My knees are almost in my chest, and everything’s strained in ways that men are not supposed to strain themselves, and for this eleventh rep, the hole feels like the deepest pit on Earth, the weight of the entire building on my shoulders. I’m in hell, and the only way out is my rage and my own will.

My thighs quake, my calves threaten to cramp, and everything becomes a single explosion of pain as I push to get the weight back up.

I’m a quarter of the way there when the cramp paralyzes my left thigh and I pitch forward, unable to stop myself. The safety straps catch the weight just as planned, saving me as I fall face first to the ground, unable to even stop myself with my arms.

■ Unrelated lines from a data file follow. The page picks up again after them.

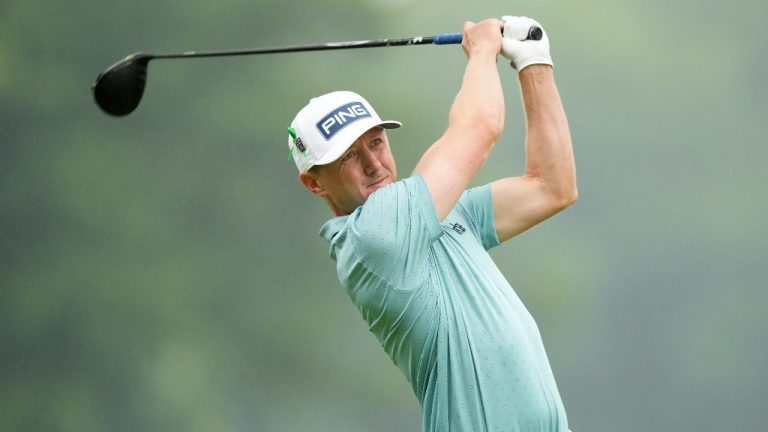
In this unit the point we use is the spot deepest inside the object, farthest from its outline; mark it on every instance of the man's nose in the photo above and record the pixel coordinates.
(371, 163)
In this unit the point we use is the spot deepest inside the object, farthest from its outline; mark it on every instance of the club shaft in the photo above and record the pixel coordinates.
(440, 39)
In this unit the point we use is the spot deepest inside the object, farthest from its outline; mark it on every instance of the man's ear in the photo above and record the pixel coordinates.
(311, 183)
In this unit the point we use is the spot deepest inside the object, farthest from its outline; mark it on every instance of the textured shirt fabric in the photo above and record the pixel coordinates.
(443, 311)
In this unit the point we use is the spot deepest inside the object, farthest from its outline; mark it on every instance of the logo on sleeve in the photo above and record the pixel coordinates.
(340, 118)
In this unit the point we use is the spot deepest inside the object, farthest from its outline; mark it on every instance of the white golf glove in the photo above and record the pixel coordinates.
(523, 52)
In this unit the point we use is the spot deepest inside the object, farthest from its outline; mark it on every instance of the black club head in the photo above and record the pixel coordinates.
(118, 89)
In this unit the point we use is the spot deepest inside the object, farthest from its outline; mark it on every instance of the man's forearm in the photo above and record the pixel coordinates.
(549, 148)
(479, 105)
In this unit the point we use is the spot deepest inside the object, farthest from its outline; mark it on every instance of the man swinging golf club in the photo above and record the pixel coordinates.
(411, 253)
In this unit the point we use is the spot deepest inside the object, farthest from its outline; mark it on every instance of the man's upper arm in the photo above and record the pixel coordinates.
(519, 203)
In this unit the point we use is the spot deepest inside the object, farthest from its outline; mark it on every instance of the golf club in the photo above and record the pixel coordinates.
(118, 90)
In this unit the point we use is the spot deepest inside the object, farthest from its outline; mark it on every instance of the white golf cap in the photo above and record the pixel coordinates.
(324, 129)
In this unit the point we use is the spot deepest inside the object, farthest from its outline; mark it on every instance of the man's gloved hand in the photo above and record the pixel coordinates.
(523, 52)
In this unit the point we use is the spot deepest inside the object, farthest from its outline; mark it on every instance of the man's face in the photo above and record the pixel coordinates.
(347, 182)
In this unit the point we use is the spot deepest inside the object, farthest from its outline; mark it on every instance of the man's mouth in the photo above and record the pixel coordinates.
(378, 182)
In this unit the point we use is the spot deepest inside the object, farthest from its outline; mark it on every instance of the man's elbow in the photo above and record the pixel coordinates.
(565, 198)
(569, 197)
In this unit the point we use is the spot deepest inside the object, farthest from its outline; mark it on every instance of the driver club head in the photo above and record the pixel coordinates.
(118, 90)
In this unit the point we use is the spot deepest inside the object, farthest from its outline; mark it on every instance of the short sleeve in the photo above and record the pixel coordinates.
(476, 205)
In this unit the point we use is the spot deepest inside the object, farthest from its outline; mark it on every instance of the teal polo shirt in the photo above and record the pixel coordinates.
(443, 311)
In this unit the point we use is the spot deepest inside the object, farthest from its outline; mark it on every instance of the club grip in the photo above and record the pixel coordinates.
(447, 38)
(535, 33)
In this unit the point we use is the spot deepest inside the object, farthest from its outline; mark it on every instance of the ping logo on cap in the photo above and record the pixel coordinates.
(339, 118)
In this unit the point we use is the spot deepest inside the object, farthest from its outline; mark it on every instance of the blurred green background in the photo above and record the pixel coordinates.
(163, 271)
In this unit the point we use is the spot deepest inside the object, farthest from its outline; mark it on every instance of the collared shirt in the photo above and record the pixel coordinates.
(443, 311)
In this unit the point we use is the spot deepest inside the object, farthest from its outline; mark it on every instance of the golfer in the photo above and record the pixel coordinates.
(411, 253)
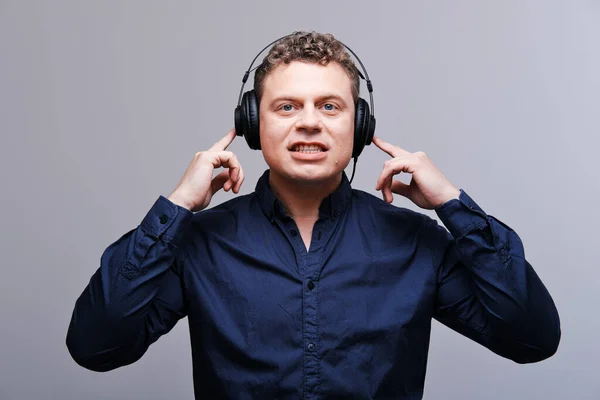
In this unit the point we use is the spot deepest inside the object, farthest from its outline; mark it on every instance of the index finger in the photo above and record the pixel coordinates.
(392, 150)
(224, 142)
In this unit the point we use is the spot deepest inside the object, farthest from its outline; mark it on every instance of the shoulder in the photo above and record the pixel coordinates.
(224, 215)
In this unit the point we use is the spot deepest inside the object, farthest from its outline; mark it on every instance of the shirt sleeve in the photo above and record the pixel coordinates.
(136, 294)
(486, 289)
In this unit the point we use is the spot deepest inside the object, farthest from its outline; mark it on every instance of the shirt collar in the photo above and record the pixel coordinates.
(332, 206)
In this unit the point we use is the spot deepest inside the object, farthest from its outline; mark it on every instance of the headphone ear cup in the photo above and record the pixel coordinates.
(251, 111)
(361, 127)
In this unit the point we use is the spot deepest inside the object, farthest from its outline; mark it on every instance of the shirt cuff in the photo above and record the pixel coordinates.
(167, 221)
(461, 215)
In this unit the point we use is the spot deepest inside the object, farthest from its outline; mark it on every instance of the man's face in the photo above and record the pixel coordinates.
(307, 121)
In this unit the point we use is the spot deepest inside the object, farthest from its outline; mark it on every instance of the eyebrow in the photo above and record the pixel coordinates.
(327, 96)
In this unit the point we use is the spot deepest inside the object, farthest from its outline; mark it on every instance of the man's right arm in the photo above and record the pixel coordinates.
(135, 296)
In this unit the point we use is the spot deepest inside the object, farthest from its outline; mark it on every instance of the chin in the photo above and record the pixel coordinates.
(311, 175)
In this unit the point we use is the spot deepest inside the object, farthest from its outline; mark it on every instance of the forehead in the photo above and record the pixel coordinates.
(307, 80)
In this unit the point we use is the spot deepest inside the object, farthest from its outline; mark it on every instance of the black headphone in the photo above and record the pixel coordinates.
(247, 121)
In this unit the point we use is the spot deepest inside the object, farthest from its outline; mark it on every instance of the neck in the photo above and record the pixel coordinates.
(302, 201)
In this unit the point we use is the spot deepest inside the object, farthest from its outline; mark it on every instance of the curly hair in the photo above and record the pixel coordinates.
(310, 47)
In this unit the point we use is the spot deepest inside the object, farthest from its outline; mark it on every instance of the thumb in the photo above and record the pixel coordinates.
(401, 188)
(218, 181)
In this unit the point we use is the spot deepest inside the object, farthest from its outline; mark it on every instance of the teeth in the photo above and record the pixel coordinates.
(308, 149)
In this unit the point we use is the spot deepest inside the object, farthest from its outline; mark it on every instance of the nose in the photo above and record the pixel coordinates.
(309, 120)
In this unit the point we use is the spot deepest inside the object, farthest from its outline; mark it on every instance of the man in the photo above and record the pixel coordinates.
(307, 288)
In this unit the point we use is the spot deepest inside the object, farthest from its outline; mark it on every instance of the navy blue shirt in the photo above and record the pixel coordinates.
(350, 318)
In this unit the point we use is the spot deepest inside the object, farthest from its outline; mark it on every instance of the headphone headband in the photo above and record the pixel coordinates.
(369, 84)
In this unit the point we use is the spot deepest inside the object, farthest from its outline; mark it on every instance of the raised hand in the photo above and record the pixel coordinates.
(197, 186)
(428, 188)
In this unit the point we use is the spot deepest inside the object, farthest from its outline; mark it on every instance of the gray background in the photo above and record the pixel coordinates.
(103, 105)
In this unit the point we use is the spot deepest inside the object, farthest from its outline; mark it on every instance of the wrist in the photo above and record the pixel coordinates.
(175, 199)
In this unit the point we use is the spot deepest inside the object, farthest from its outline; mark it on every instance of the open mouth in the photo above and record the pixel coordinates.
(308, 149)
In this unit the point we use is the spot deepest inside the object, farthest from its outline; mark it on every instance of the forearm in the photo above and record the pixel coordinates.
(108, 327)
(506, 306)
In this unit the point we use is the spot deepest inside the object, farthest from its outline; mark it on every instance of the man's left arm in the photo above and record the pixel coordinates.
(487, 290)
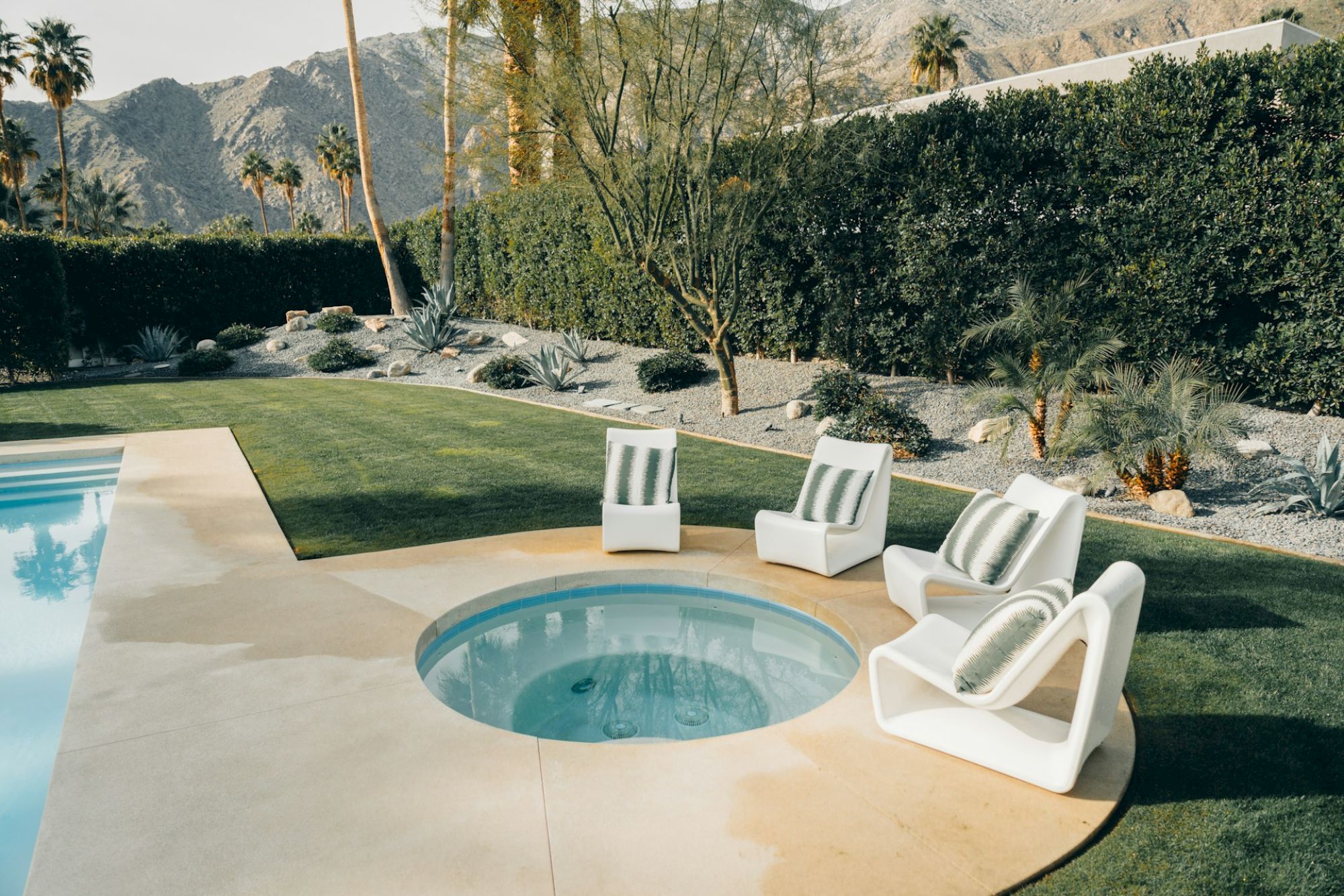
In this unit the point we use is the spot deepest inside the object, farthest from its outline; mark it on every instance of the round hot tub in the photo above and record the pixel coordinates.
(638, 663)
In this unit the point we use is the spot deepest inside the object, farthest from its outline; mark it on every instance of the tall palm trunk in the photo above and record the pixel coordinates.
(447, 248)
(401, 304)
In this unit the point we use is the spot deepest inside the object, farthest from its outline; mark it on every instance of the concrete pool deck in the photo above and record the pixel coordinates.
(245, 722)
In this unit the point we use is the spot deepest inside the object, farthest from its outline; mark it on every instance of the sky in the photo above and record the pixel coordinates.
(194, 41)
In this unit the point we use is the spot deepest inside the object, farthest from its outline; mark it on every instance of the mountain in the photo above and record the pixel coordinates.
(179, 146)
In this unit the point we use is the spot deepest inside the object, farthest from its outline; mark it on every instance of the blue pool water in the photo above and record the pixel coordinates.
(644, 662)
(53, 523)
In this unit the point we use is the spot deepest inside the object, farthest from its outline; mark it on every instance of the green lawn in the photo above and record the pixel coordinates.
(1237, 676)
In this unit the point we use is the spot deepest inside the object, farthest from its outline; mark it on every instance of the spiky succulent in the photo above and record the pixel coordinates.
(157, 343)
(550, 369)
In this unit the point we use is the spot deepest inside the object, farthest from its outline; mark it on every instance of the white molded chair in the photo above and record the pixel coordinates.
(1052, 553)
(915, 697)
(654, 527)
(821, 547)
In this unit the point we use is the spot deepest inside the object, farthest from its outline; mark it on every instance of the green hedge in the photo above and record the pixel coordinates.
(34, 327)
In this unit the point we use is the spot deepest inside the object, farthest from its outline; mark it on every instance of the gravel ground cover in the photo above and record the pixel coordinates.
(1218, 491)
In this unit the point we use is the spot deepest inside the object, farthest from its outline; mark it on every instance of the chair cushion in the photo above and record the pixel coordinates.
(833, 495)
(1006, 632)
(987, 537)
(638, 475)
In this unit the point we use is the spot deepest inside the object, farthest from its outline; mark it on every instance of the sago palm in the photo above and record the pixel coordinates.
(935, 42)
(61, 68)
(291, 181)
(255, 171)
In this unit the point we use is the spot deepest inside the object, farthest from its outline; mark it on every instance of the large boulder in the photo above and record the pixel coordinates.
(990, 429)
(1173, 503)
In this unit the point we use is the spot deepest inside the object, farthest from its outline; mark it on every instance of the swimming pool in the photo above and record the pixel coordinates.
(53, 525)
(638, 663)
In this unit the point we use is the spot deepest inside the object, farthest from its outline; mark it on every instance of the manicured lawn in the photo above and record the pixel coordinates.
(1238, 674)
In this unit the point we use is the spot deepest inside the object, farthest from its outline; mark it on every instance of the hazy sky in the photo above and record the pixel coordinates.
(193, 41)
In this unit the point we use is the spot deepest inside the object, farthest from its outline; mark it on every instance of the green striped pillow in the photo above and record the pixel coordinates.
(833, 495)
(638, 475)
(987, 537)
(998, 640)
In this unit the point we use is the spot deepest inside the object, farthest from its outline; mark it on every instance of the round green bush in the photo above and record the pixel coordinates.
(670, 371)
(337, 323)
(506, 371)
(240, 337)
(882, 420)
(839, 392)
(339, 355)
(200, 362)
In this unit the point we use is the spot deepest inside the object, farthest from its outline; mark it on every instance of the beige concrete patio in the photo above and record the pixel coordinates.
(244, 722)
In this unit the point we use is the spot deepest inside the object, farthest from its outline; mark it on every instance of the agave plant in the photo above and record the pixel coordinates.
(1319, 492)
(429, 330)
(575, 346)
(550, 369)
(157, 343)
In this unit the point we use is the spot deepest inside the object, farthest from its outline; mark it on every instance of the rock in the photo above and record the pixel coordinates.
(1173, 503)
(1077, 484)
(990, 429)
(1252, 449)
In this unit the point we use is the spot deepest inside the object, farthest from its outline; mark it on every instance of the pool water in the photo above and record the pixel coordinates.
(638, 663)
(53, 523)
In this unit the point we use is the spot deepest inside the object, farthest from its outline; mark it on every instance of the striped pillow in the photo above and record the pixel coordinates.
(998, 640)
(833, 495)
(638, 475)
(987, 537)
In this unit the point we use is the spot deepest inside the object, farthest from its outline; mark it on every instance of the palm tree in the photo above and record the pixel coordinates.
(101, 209)
(255, 171)
(935, 44)
(291, 181)
(61, 69)
(1053, 355)
(11, 69)
(401, 303)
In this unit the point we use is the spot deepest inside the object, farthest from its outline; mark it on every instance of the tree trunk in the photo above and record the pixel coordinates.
(447, 248)
(65, 186)
(401, 304)
(519, 28)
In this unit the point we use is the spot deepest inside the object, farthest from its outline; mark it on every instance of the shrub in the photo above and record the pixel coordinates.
(240, 337)
(339, 354)
(200, 362)
(34, 328)
(839, 392)
(506, 371)
(337, 323)
(670, 371)
(882, 420)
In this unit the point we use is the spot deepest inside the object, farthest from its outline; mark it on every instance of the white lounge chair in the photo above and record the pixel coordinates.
(915, 697)
(653, 527)
(1052, 553)
(823, 547)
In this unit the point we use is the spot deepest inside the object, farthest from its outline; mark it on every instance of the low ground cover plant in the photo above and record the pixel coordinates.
(339, 355)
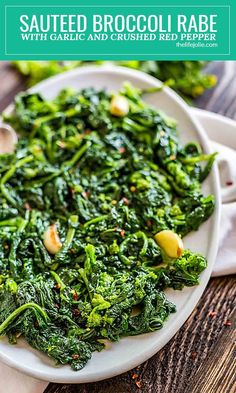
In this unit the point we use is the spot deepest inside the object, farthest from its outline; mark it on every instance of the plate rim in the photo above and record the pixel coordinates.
(75, 377)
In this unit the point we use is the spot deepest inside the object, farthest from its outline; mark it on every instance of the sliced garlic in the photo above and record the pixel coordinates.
(170, 242)
(51, 240)
(119, 106)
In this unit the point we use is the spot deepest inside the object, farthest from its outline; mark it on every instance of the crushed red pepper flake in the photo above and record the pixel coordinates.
(149, 223)
(86, 194)
(138, 384)
(228, 323)
(76, 312)
(212, 314)
(126, 201)
(75, 295)
(75, 356)
(122, 233)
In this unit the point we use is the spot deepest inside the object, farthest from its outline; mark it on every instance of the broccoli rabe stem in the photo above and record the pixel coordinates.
(35, 307)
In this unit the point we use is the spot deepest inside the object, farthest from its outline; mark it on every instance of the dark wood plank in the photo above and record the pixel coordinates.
(170, 370)
(182, 364)
(217, 373)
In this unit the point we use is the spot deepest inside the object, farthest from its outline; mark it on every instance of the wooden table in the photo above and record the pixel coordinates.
(199, 358)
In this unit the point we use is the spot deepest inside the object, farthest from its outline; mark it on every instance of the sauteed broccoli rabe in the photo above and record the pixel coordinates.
(93, 205)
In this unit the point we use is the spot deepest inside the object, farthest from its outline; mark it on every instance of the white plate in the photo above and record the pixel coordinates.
(130, 351)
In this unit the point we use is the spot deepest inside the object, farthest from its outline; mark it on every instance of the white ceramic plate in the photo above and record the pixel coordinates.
(130, 351)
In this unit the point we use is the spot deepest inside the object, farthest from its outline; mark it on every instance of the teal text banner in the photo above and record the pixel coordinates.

I lay there, blood pooling under my face, trying to will my thigh into relaxing. The pain’s enormous, and even after my leg releases, I can barely move. I have to crawl like a baby out of my workout room, all the way to the bathroom. I’ll clean up the mess later.

My tub is built into the floor, my only obstacle a six-inch lip that I lean on as the water fills and I peel my T-shirt off and use my toes to get my shoes off. I try twice to get my shorts off, but my back and legs won’t let me move, so I leave them on, rolling over the lip of the tub and into the hot water.

Luckily, my arms are moving, and I push myself into a sitting position before calling out, “Alexa . . . play Enya.” The screaming death metal from my workout room stops, replaced by soft music in the bathroom. It’s cliché, perhaps, but everyone jokes about Enya music being relaxing for a reason . . . it is. And with a touch of a button, the jets in the tub turn on low.

I lean my head back, and shame fills me as the voice in my head gleefully taunts.

Told you that you’d fail. You’ve gotten even weaker, if that’s possible. She’s done that to you.

“No,” I whisper, shaking my head. She’s made me stronger, and I can’t imagine not having Mia in my life anymore. I have to have her, and I have to keep her with me.